1. Ensure your credit score is good
With most first-time buyers reliant on banks for finance, it is important that their credit record is clear and that their credit score is within the necessary level to obtain the finance they require. While the credit amnesty bill will clear consumer’s credit records from any defaults they may have, a consumer’s credit score will still have an impact on the interest rate that banks are willing to give the borrower. As most credit bureaus provide a free annual credit report to consumers, the New Year is a great time to go over your credit score and see where it can be boosted or dispute any errors that may be reflected.

“With affordability a factor and consistently high levels of debt-to-income ratios among South African consumers, it is vital that potential property buyers pay down their current outstanding debts and avoid any big-ticket purchases such as a car or furniture. If possible, consumers should rather stay away from applying for any new credit to ensure that their debt-to-income ratio is favourable. Even if no item is purchased, an enquiry can also impact negatively on a consumer’s score, so it is best not to apply at all. A consumer’s capacity for acquiring more debt and opening an additional credit account could adversely impact on their ability to obtain bond approval,” advises Goslett.

2. Saving is key
It is no secret that most buyers will be required to put down a deposit when applying for bond finance.

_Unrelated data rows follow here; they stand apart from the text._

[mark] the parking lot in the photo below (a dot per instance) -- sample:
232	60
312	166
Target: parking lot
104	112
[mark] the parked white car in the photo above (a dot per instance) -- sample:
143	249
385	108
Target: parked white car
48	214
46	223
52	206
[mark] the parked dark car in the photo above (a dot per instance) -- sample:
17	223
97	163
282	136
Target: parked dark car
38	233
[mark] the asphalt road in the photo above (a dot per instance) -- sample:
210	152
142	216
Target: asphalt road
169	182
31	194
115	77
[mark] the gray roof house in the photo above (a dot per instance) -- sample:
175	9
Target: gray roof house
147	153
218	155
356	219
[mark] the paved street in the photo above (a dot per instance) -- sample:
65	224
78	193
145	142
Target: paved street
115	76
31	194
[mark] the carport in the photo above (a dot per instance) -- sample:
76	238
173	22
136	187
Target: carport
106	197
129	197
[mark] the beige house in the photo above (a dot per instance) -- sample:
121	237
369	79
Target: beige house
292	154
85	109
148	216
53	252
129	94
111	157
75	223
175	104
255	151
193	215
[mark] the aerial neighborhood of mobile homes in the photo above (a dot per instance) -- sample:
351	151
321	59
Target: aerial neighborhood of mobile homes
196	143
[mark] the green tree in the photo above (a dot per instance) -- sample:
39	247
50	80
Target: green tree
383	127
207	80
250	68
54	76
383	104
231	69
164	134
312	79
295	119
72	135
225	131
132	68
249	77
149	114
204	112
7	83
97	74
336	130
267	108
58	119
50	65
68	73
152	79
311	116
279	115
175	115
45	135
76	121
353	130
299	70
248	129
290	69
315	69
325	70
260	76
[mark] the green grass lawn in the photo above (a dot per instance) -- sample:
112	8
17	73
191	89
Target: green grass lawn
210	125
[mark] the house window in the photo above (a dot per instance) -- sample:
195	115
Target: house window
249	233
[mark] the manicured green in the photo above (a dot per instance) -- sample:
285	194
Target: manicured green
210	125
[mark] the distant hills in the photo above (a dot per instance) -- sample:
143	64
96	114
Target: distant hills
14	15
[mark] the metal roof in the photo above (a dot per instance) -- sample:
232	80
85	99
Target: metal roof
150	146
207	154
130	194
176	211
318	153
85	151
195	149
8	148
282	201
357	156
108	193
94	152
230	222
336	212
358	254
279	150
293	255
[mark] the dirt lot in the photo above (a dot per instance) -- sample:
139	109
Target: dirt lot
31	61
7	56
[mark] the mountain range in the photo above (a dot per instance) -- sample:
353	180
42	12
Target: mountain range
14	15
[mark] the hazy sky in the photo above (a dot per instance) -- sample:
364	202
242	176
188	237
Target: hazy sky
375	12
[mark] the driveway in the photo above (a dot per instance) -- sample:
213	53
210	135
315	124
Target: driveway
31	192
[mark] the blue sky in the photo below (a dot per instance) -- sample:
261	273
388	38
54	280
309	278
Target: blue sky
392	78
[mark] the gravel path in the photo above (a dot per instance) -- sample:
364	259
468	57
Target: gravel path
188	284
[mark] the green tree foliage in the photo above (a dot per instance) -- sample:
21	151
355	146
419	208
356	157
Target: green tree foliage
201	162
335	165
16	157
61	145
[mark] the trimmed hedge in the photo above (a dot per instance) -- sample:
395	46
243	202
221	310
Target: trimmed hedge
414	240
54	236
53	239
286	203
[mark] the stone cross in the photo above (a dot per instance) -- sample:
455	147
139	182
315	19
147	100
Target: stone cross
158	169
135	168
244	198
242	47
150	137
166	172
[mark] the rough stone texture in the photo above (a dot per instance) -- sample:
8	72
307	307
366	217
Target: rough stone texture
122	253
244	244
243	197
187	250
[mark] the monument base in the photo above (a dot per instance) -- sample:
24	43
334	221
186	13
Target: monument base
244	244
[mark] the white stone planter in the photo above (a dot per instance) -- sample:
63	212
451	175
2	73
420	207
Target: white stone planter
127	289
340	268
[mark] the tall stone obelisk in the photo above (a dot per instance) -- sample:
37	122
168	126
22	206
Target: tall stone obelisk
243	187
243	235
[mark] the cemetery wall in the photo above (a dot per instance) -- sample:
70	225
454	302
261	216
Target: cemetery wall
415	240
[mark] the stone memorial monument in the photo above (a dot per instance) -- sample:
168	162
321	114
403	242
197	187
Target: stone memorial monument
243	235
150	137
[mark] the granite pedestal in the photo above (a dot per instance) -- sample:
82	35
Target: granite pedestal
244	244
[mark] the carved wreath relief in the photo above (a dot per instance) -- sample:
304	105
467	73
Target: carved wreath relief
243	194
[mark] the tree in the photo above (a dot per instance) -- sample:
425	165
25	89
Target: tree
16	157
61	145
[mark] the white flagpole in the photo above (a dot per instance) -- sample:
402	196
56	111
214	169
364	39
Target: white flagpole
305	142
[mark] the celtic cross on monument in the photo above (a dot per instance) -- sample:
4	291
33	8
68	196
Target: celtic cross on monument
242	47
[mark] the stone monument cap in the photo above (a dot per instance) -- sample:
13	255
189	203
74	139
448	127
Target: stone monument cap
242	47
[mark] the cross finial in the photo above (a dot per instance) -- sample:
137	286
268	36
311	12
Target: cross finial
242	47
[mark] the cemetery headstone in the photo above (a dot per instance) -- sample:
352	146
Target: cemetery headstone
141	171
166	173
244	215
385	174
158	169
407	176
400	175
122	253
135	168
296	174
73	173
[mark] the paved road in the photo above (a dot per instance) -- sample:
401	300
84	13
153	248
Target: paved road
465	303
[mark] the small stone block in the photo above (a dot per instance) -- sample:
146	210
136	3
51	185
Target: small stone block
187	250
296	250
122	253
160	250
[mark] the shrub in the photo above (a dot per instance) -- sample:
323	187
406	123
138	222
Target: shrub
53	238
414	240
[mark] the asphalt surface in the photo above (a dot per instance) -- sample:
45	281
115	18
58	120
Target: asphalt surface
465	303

Goslett notes that on average banks will ask buyers for a deposit of between 10% and 30% of the bond amount required to secure approval. While loan approval without a deposit is sometimes possible, it is more the exception than the rule in today’s market. Having a deposit will vastly increase an applicant’s chances of approval and can positively impact on the interest rate given. Where possible, cut down on unnecessary expenditure in order to save as much as possible because every little bit will make a difference. It is also important to remember that it is not just the deposit that consumers will be saving for, but also all the other expenses that coincide with a property sales transaction such as legal fees and transfer costs, never mind utility accounts and the like.

3. Work with the best estate agent for you
Goslett says that working with the right real estate agent will vastly change the home buying experience for the better. “There are a few things that homebuyers should look for when selecting the real estate agent that they want to work with,” he says. “Firstly the agent should be from a reputable real estate brand with a network of real professionals at hand to assist where possible. The agent must also be an area specialist with a solid working knowledge of the area in which the buyer is interested in purchasing. It is important that the buyer feels comfortable with the agent and that all parties communicate effectively with each other so that no time is wasted by the agent showing the buyer properties that don’t meet their criteria. If in doubt, the buyer can request that the agent provides them with recent testimonials and references from happy clients.”

4. Find out how much you qualify for
According to Goslett, buyers will be able to find out what they can afford and what they qualify for before applying for finance through a bond originator such as Betterbond or their bank. “Buyers will need to consider what they can afford and sustain over the term of the loan before making any commitments. There are many resources that will be able to assist buyers with precisely assessing their financial situation such as financial advisers, banks and bond origination companies. This will give the buyer estimated repayment figures based on bond requirements. As a general rule, monthly bond repayments cannot be more than 30% of total expenses,” says Goslett.

5. Find the perfect home
Potential buyers should be reading and researching as much as possible. “Know the market, know the areas that you want to live in and know the type of home you are looking for. This will cut down choices and assist in narrowing down and pinpointing the perfect property. Don’t wait until you are ready to buy before starting to look at what is available. Obtaining as much information as possible will empower buyers with the knowledge of determining a good investment from a bad one,” Goslett concludes.